Erkenne dich selbst!
Selbsterkenntnis ist die Aufgabe des Lehrlingsgrades! wird ihm gesagt.
Der Lehrling betrachtet sich im Spiegel. Ist das mein Selbst? Gewissermassen
Ja. Denn jedes Atom lebt und besteht aus dem und in dem Geiste des
Göttlichen Seins. Aber die Idee zu dieser Form und die Absicht, die Aufgabe
und der Sinn dieses Geschöpfes – meiner Wesenheit – beruht allein auf einem
Impuls des Schöpfers. Mit diesen Betrachtungen legt sich der neue
Freimaurer- Lehrling zur Ruhe.
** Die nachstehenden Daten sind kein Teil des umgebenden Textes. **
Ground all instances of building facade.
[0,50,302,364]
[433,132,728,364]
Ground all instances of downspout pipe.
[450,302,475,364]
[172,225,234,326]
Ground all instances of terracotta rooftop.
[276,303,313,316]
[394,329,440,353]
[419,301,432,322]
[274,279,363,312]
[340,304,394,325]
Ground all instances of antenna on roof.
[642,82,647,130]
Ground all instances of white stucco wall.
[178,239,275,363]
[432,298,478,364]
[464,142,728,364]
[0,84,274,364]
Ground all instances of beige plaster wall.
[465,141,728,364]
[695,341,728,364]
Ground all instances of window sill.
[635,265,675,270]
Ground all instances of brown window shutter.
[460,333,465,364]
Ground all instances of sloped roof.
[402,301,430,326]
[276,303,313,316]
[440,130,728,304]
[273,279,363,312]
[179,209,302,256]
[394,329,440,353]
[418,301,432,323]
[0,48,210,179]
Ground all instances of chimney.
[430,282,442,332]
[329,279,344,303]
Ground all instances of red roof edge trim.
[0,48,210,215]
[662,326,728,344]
Und in die Stille dieses Augenblicks drängt
sich aus der Erinnerung eine Passage auf, die er einmal irgendwo gelesen
hat:
Wenn ein Neophyt in den Apollo-Tempel in Delphi – im alten Griechenland –
eintrat, sah er über dem Portal die Inschrift «Erkenne dich selbst…». Und
wenn er nach vollzogener Initiation den Tempel verliess, dann las er auf der
Innenseite des Torbogens den zweiten Halbsatz: «…dann erkennst du Gott». Mit
diesen Gedanken sinkt der neue Freimaurer-Lehrling hinab in die Stille des
Schlafes.
Meisterschaft
Die Natur entschleiert sich selbst, nicht wir entschleiern sie. Wir
müssen nur immer wieder eintauchen in jene erhabene Stille, die uns in
meditativer Schau die Grösse und Herrlichkeit der Schöpfung bewusst werden
lässt und uns bewegt, unseren Mitgeschöpfen aller Seinsebenen mit dem ihnen
gebührenden Respekt zu begegnen.
Der Weg zur Meisterschaft führt durch die Stille. Die Stille ist die
einzig wirksame und machtvolle Waffe gegen die Mächte, welche die Welt
sowohl physisch wie geistig zerstören wollen. Die Stille, die zu der
Erkenntnis führt, dass da ein Etwas ist, das unser Weltall erschuf und es
bis in alle Ewigkeit erhalten wird.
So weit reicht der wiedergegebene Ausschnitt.